Il che significa che le centrali terroristiche dispongono di decine e decine, forse centinaia, d´aspiranti suicidi. Non c´è sosta nella presa d´ostaggi, nei ricatti che ne conseguono, e nello sgozzamento o decapitazione d´una parte dei prigionieri. Il mortaio dei rivoltosi spara contro americani e inglesi dal centro stesso di Bagdad e Bassora, i giovani iracheni che vorrebbero arruolarsi nell´esercito e nella polizia del governo provvisorio vengono falcidiati dinanzi ai centri di reclutamento. In situazioni come queste ? s´insegna nelle scuole di guerra ? gli stati maggiori devono preparare i piani d´evacuazione.

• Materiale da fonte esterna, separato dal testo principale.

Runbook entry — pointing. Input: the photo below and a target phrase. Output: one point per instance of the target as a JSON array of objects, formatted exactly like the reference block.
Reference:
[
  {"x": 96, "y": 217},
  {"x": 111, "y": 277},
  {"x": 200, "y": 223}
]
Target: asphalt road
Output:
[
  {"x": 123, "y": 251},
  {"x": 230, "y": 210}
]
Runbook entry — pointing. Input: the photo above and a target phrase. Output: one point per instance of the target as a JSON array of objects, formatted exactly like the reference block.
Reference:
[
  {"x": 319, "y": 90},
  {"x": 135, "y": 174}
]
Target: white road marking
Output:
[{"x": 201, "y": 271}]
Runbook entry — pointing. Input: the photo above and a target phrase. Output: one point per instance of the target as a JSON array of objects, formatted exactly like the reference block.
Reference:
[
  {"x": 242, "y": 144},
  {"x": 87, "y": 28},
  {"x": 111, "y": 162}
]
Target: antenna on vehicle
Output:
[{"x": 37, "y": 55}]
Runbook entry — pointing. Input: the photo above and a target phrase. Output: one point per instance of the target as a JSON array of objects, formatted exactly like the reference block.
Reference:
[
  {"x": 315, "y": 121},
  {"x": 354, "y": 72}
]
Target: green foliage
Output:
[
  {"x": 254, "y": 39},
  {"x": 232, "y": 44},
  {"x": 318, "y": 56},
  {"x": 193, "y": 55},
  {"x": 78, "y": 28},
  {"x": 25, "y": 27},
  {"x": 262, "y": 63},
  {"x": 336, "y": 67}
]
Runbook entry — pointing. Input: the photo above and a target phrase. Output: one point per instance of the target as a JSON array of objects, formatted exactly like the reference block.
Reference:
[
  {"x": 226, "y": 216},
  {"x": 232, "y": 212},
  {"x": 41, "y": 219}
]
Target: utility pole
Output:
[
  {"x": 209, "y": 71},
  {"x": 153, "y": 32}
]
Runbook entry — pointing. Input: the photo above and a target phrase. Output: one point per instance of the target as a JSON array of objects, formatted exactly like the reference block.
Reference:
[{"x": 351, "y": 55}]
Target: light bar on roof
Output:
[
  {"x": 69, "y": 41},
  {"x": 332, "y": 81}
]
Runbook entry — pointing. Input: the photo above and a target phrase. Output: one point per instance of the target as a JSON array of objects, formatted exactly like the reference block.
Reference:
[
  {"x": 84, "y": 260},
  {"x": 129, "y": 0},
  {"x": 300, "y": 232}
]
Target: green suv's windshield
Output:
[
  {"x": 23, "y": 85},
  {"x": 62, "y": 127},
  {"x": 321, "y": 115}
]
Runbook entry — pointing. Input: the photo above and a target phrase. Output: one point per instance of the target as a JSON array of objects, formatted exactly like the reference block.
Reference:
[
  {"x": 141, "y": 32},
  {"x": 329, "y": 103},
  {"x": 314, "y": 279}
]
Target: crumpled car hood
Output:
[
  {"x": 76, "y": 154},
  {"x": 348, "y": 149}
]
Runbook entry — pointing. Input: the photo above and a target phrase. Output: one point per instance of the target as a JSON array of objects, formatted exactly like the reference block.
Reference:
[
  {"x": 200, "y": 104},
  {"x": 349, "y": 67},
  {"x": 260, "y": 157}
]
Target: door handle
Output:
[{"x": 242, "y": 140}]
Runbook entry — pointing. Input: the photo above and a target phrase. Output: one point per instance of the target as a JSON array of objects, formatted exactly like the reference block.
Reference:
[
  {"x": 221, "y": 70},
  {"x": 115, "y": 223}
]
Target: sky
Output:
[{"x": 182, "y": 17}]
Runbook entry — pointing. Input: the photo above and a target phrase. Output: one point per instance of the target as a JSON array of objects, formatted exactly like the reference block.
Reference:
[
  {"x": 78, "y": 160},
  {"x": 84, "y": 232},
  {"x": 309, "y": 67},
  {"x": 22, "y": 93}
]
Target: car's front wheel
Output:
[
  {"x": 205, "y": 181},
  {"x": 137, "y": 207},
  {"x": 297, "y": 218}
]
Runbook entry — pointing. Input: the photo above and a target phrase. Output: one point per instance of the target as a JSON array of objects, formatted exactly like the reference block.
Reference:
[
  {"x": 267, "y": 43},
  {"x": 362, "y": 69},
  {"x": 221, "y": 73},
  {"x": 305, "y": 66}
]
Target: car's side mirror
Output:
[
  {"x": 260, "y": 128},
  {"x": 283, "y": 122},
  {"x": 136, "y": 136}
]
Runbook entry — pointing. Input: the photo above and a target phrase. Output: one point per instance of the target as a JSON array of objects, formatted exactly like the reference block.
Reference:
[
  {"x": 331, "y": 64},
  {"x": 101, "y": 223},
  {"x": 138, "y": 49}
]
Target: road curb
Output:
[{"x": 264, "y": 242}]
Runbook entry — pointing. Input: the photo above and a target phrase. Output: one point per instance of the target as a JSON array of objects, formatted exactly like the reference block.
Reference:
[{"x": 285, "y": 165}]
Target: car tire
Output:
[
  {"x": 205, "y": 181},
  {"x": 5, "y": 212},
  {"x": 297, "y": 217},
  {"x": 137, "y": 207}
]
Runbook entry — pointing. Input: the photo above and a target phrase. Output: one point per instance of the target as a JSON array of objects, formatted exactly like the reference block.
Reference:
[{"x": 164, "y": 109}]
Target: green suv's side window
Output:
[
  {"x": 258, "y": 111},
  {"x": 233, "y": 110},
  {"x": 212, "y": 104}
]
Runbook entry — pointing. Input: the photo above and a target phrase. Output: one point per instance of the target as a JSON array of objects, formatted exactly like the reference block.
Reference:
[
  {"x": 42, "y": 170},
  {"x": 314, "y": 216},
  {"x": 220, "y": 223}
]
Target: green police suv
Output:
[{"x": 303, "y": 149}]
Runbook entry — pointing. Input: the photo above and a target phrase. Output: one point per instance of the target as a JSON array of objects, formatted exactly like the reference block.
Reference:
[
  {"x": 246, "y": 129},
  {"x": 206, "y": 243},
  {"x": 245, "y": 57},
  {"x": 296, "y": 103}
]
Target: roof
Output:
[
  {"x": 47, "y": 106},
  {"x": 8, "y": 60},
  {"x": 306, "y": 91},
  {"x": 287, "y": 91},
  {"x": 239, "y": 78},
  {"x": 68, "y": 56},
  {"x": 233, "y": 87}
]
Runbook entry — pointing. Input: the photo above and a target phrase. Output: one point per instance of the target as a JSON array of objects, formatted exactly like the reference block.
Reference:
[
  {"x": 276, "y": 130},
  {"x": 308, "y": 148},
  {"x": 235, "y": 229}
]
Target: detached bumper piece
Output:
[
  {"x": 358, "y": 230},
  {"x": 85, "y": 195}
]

Così, l´approccio al dramma Iraq cambia radicalmente. Dibattere se bisognasse o no fare la guerra a Saddam, indignarsi per la miopia politica e l´impreparazione militare con cui Bush e i suoi lanciarono un anno e mezzo fa l´attacco su Bagdad, elencare i mille e madornali errori commessi dopo la dissoluzione dell´esercito iracheno, non ha più senso. Su questi aspetti della questione è stato detto tutto quel che c´era da dire. I calcoli dei neoconservatori erano sbagliati, gli americani si sono mossi in Iraq altrettanto ciecamente e stolidamente dei sovietici in Afghanistan, e il risultato è che il terrorismo jihadista colpisce anche più forte di quanto facesse prima della guerra.
Perciò è necessario avviare un nuovo e diverso dibattito sull´avventura irachena. Una discussione che non riguardi più quel che è avvenuto sin adesso a Bagdad e dintorni, bensì l´ora cruciale del ritiro. I giorni in cui le navi e i grandi aerei da trasporto imbarcheranno le truppe occidentali. Le sere in cui le immagini di quell´imbarco (che molto probabilmente avverrà sotto il fuoco di varie fazioni e vari gruppi terroristici) appariranno sugli schermi televisivi di tutto il mondo. Di questo bisogna adesso discutere, partendo da una domanda grave: le opinioni pubbliche e i governi occidentali sono consapevoli della portata storica, politica e strategica che avrà il ritiro dall´Iraq?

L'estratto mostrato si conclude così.